In response to U.N. sanctions imposed after its third nuclear test last month, North Korea has warned of a “second Korean war” and threatened preemptive nuclear strikes on the South and the United States.
Little said a B-52 from Andersen Air Force base in Guam flew over South Korea on March 8 as part of a military exercise dubbed “Foal Eagle.”
“The B-52 Stratofortress can perform a variety of missions including carrying precision-guided conventional or nuclear ordnance,” he said Monday.
B-52s have taken part in annual exercises before, but Little said the Pentagon wanted to underline their use this time given the current, heightened tensions.
“We’re drawing attention to the fact that we have extended deterrence capabilities that we believe are important to demonstrate in the wake of recent North Korean rhetoric,” he said.
That message was echoed in Seoul on Monday by visiting Deputy Defense Secretary Ashton Carter, who promised to provide South Korea with every available military resource “offered by the U.S. nuclear umbrella.”

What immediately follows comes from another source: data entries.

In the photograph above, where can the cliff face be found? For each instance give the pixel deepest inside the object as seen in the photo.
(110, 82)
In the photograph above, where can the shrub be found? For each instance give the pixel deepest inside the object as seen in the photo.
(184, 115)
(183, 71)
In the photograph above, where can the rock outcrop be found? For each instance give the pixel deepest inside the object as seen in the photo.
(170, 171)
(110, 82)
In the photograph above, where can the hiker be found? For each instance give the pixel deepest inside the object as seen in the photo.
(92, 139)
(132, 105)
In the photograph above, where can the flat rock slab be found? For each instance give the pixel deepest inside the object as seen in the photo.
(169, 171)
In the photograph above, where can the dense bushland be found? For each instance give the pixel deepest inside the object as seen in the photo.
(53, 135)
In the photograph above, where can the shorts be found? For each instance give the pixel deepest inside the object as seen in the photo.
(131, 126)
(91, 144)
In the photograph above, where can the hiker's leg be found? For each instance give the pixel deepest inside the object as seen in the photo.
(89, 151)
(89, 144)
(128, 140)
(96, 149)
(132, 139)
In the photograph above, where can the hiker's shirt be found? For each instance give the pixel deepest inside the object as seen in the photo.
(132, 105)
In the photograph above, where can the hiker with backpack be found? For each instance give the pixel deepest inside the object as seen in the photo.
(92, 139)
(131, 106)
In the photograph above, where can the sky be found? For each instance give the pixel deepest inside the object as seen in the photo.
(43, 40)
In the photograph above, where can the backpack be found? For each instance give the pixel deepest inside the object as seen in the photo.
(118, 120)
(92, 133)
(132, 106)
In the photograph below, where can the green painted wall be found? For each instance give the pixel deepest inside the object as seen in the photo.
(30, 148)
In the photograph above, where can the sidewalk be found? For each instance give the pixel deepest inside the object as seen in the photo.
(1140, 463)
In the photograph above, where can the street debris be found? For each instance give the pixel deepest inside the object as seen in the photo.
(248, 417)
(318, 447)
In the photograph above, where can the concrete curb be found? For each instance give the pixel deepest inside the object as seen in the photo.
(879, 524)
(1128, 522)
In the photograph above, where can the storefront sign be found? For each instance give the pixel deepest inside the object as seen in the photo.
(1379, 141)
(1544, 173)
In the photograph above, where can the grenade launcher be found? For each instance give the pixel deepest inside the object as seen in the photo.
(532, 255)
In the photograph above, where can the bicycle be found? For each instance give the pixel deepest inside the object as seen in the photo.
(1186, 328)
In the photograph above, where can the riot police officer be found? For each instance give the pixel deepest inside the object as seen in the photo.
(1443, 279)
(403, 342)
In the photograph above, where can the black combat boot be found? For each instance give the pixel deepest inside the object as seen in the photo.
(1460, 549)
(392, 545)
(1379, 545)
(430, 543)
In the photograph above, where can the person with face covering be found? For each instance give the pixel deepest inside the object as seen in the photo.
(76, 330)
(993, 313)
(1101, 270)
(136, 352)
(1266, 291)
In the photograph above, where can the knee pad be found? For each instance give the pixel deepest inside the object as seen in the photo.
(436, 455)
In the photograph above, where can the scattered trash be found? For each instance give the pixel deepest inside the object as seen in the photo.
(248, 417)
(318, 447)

Another B-52 training mission was carried out Tuesday, Yonhap cited a South Korean military official as saying.
“The bomber struck a simulated target in (eastern) Gangwon Province,” the official said.
In a major announcement Friday, the United States unveiled plans to bolster its own missile defenses in direct response to the growing threat posed by North Korea. Defense Secretary Chuck Hagel announced that 14 more interceptors would be stationed in Alaska, increasing by almost half the 30 already deployed along the California and Alaska coastlines.

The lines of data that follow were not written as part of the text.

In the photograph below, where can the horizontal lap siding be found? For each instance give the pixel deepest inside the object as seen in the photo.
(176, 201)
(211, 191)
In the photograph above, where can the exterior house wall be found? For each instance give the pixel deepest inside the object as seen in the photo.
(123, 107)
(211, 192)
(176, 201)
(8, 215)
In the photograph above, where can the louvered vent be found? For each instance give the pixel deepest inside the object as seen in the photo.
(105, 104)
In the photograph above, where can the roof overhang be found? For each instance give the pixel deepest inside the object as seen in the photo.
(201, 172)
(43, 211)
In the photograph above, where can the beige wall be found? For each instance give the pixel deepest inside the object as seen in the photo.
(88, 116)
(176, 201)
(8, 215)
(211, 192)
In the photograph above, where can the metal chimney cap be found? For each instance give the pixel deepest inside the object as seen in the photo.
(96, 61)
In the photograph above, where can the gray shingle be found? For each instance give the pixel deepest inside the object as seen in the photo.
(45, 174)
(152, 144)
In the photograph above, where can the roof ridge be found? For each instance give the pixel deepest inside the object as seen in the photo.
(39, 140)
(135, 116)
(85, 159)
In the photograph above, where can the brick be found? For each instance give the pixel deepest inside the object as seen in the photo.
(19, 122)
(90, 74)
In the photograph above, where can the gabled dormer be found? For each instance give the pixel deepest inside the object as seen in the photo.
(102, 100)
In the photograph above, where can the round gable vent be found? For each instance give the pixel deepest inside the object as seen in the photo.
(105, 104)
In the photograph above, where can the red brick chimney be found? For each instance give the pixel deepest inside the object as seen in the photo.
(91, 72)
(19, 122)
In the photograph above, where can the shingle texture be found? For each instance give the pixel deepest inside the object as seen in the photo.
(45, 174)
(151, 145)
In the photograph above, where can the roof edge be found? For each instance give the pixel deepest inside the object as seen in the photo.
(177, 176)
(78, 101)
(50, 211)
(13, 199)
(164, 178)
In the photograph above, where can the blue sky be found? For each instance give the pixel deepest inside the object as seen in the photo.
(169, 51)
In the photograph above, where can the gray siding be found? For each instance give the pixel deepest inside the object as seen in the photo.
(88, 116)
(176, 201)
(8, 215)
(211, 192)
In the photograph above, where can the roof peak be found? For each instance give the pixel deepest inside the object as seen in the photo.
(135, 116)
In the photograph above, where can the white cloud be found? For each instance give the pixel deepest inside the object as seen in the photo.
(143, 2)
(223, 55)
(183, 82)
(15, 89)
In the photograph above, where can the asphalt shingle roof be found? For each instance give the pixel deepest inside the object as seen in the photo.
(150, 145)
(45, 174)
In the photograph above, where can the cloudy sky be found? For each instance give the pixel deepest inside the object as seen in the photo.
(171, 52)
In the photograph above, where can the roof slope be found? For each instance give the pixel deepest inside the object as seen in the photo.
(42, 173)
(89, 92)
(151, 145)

Hagel said the defense upgrade was designed to “stay ahead of the threat” from North Korea, which is still believed to be years from having a missile capable of carrying a nuclear warhead to the continental United States.
The U.S. initiative did not go down well in Beijing, where the Chinese foreign ministry warned that any effort to increase military capacity would only serve to “intensify antagonism.”
China is North Korea’s sole major ally and main trading partner. Although it backed the latest U.N. sanctions against Pyongyang, analysts say China’s main concern is to avoid sudden regime collapse in Pyongyang that might result in a U.S.-allied, reunified Korea.
Despite its growing isolation and the stepped-up international pressure, North Korea insists its plan to develop a viable nuclear deterrent is “unshakeable” and non-negotiable.
On the first day of negotiations for a conventional weapons treaty at U.N. headquarters Monday, the North’s deputy U.N. ambassador, Ri Tong-Il, proclaimed the North’s “very proud and powerful” position as the latest nuclear weapons state. Ri also denounced what he termed a U.S. policy of “nuclear blackmail” that he insisted would “in the long run give birth to more nuclear weapons states.”